第二方面,本申请实施例提供了一种基站,包括:存储器、处理器及存储在存储器上并可在处理器上运行的计算机程序,所述处理器执行所述计算机程序时实现如上第一方面所述的故障处理方法。In a second aspect, embodiments of the present application provide a base station, including: a memory, a processor, and a computer program stored in the memory and executable on the processor. When the processor executes the computer program, the first step is implemented as above. Troubleshooting methods described in this aspect.
第三方面,本申请实施例提供了一种故障处理装置,包括:存储器、处理器及存储在存储器上并可在处理器上运行的计算机程序,所述处理器执行所述计算机程序时实现如上第一方面所述的故障处理方法。In a third aspect, embodiments of the present application provide a fault handling device, including: a memory, a processor, and a computer program stored in the memory and executable on the processor. When the processor executes the computer program, the above is implemented. The troubleshooting method described in the first aspect.
第四方面,本申请实施例提供了一种计算机可读存储介质,所述计算机可读存储介质存储有计算机可执行程序,所述计算机可执行程序用于使计算机执行如上第一方面所述的故障处理方法。In a fourth aspect, embodiments of the present application provide a computer-readable storage medium that stores a computer-executable program. The computer-executable program is used to cause a computer to execute the method described in the first aspect. Troubleshooting methods.
本申请的其它特征和优点将在随后的说明书中阐述,并且,部分地从说明书中变得显而易见,或者通过实施本申请而了解。本申请的目的和其他优点可通过在说明书、权利要求书以及附图中所特别指出的结构来实现和获得。 Additional features and advantages of the application will be set forth in the description which follows, and in part will be apparent from the description, or may be learned by practice of the application. The objectives and other advantages of the application may be realized and obtained by the structure particularly pointed out in the specification, claims and appended drawings.
附图说明Description of the drawings
附图用来提供对本申请技术方案的理解,并且构成说明书的一部分,与本申请的实施例一起用于解释本申请的技术方案,并不构成对本申请技术方案的限制。The drawings are used to provide an understanding of the technical solution of the present application and constitute a part of the specification. They are used to explain the technical solution of the present application together with the embodiments of the present application and do not constitute a limitation of the technical solution of the present application.
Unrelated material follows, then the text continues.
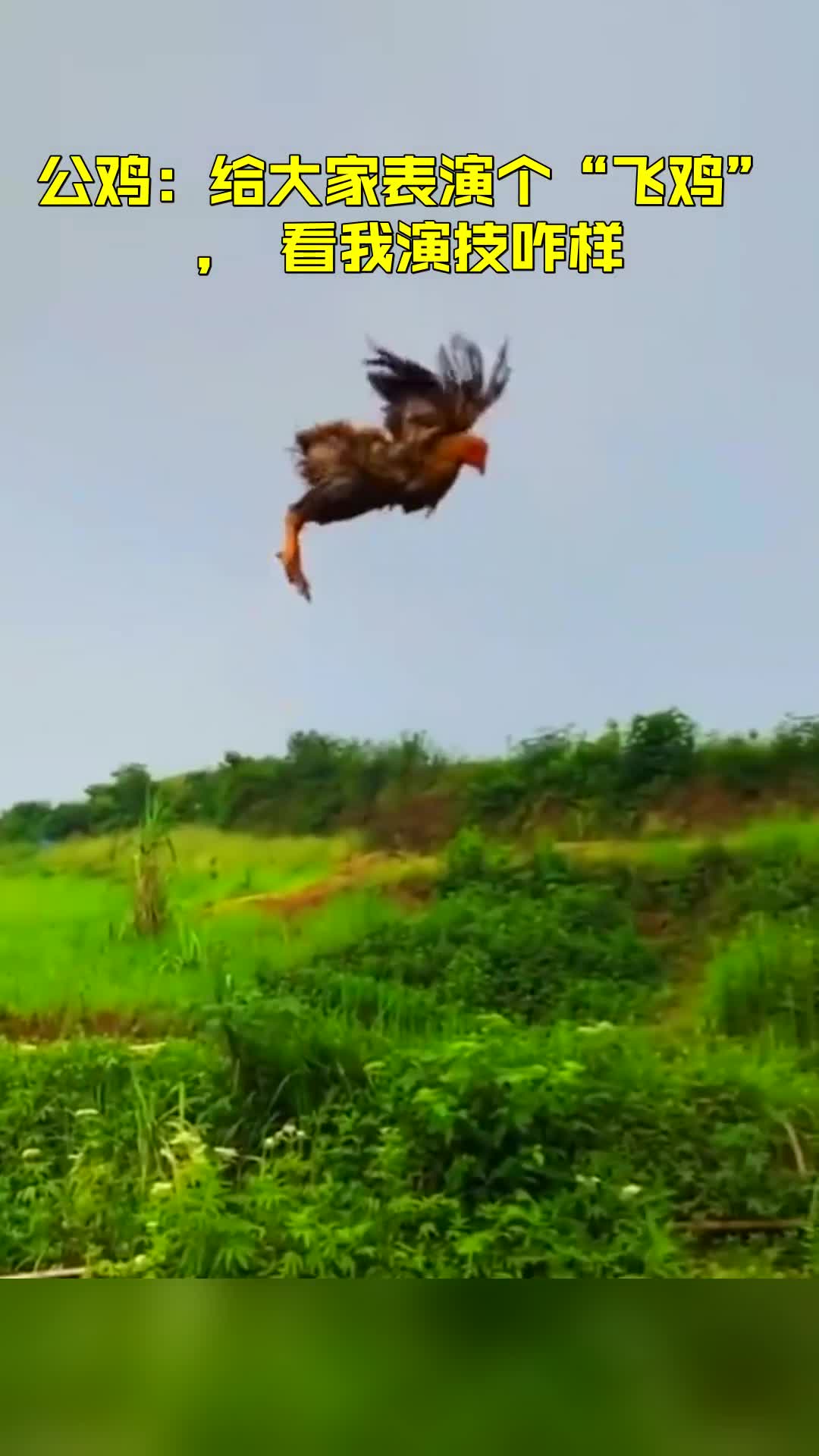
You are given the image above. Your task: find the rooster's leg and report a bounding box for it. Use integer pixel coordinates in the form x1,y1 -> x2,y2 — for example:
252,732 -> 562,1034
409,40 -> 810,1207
275,511 -> 310,601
图1是本申请一个实施例提供的一种故障处理方法的主流程图;Figure 1 is the main flow chart of a fault handling method provided by an embodiment of the present application;
图2是本申请一个实施例提供的一种故障处理方法的一子流程图;Figure 2 is a sub-flow chart of a fault handling method provided by an embodiment of the present application;
图3是本申请一个实施例提供的一种故障处理方法的另一子流程图;Figure 3 is another sub-flow chart of a fault handling method provided by an embodiment of the present application;
图4是本申请一个实施例提供的一种故障处理方法的另一子流程图;Figure 4 is another sub-flow chart of a fault handling method provided by an embodiment of the present application;
图5是本申请一个实施例提供的一种故障处理方法的另一子流程图;Figure 5 is another sub-flow chart of a fault handling method provided by an embodiment of the present application;
图6是本申请一个实施例提供的一种故障处理方法的另一子流程图;Figure 6 is another sub-flow chart of a fault handling method provided by an embodiment of the present application;
图7是本申请一个实施例提供的故障诊断及输出流程图;Figure 7 is a fault diagnosis and output flow chart provided by an embodiment of the present application;
图8是本申请一个实施例提供的基站结构示意图;Figure 8 is a schematic structural diagram of a base station provided by an embodiment of the present application;
图9是本申请一个实施例提供的故障处理装置结构示意图。Figure 9 is a schematic structural diagram of a fault processing device provided by an embodiment of the present application.
具体实施方式Detailed ways
为了使本申请的目的、技术方案及优点更加清楚明白,以下结合附图及实施例,对本申请进行详细说明。应当理解,此处所描述的具体实施例仅用以解释本申请,并不用于限定本申请。In order to make the purpose, technical solutions and advantages of the present application clearer, the present application will be described in detail below with reference to the drawings and embodiments. It should be understood that the specific embodiments described here are only used to explain the present application and are not used to limit the present application.
应了解,在本申请实施例的描述中,多个(或多项)的含义是两个以上,大于、小于、超过等理解为不包括本数,以上、以下、以内等理解为包括本数。如果有描述到“第一”、“第二”等只是用于区分技术特征为目的,而不能理解为指示或暗示相对重要性或者隐含指明所指示的技术特征的数量或者隐含指明所指示的技术特征的先后关系。It should be understood that in the description of the embodiments of this application, the meaning of multiple (or multiple items) is two or more. Greater than, less than, exceeding, etc. are understood to exclude the number, and above, below, within, etc. are understood to include the number. If there are descriptions of "first", "second", etc., they are only used for the purpose of distinguishing technical features and cannot be understood as indicating or implying the relative importance or implicitly indicating the number of technical features indicated or implicitly indicating the indicated technical features. The sequence relationship of technical features.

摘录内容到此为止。